GE Healthcare has announced the launch of KUBio BSL2, a ready-to-run factory-in-a-box to speed up the production of viral vector based therapeutics, including viral vector-based vaccines, oncolytic viruses, gene and cell therapies.
The new, prefabricated and modular KUBio biomanufacturing facility is designed, constructed, assembled and fully fitted-out to current good manufacturing practice (cGMP) standards significantly faster that is required to build a traditional, stick-built manufacturing facility.
This makes it possible to build capacity quickly and easily, allowing drug manufacturers to adapt to market requirements. The factory is also pre-engineered so that it can be expanded at a later stage to offer increased manufacturing output according to the drug demand.
GE’s newest KUBio is designed for products requiring a biosafety level 2 (BSL2) environment such as viral vector based therapies, but even monoclonal antibody (mAb) and multi-product manufacturers can use the facility.
The standard KUBio BSL2 includes a FlexFactory single-use biomanufacturing platform, where the recommended bioreactor size is between 200 and 1,000 litres.
The facility can be extended with a larger, or additional manufacturing suite according to the market need. As a part of the project, GE said it provides end-to-end bioprocessing support including manufacturing equipment, a prefabricated modular facility and accompanying suite of services, including installation, financial guidance, project coordination, qualification and equipment maintenance services.
“The market is moving towards more targeted therapies designed for smaller patient populations.
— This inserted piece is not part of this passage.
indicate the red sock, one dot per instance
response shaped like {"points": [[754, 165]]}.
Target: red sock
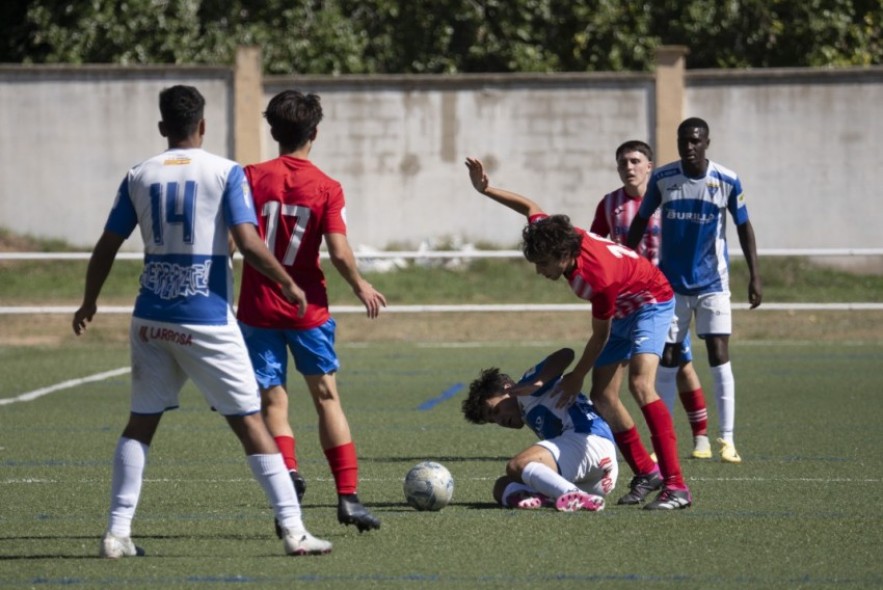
{"points": [[665, 443], [286, 447], [634, 452], [694, 404], [345, 467]]}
The challenge is that most therapeutics going through clinical trials are not suited for the existing, predominantly large-scale manufacturing infrastructure. Biomanufacturers are looking for fast market entry, lower costs, smaller batches and multiproduct manufacturing flexibility,” commented Olivier Loeillot, general manager, BioProcess, GE Healthcare Life Sciences.
“As the viral vector-based therapies have started entering the market, we are proud to be supporting access for these promising new treatments with flexible manufacturing capacity that is in the right scale,” Loeillot added.
GE already offers a prefabricated manufacturing solution (KUBio) for the production of monoclonal antibodies (mAbs), a FlexFactory biomanufacturing platform for a variety of biologics and most recently, a scalable FlexFactory platform for cell therapy. Three KUBios and over 40 FlexFactories have already been purchased globally.
Commercial viral vector therapies started appearing in mid-2000, and their popularity has increased due to their platform approach and advancements in cell engineering (1).
Currently, there are over 700 viral vector based therapies in clinical trials (2) and several treatments have already received a market approval (3). Viral vectors are modified viruses that are being used as vehicles (or ‘carriers’) to deliver genetic material into target cells. They protect the new gene from degradation, while delivering it to the target cells that start using the new genetic code to cure or treat a certain disease.
- (1) FiercePharma: NIAID chief: Platform tech will bring a 'major switch'—and shorter timelines—to vaccine R&D
- (2) Based on an internal GE analysis of worldwide R&D pipelines over a seven-year period (includes active trials in December 2016 but excludes suspended/terminated/withdrawn trials)
- (3) Including GSK Strimvelis & MolMed Zalmoxis (GT HSC) - Novartis CAR-T Kymriah (CT LV based) - Kite/Gilead CAR-T Yescarta (CT RV based) - Spark Luxturna (AAV based GT).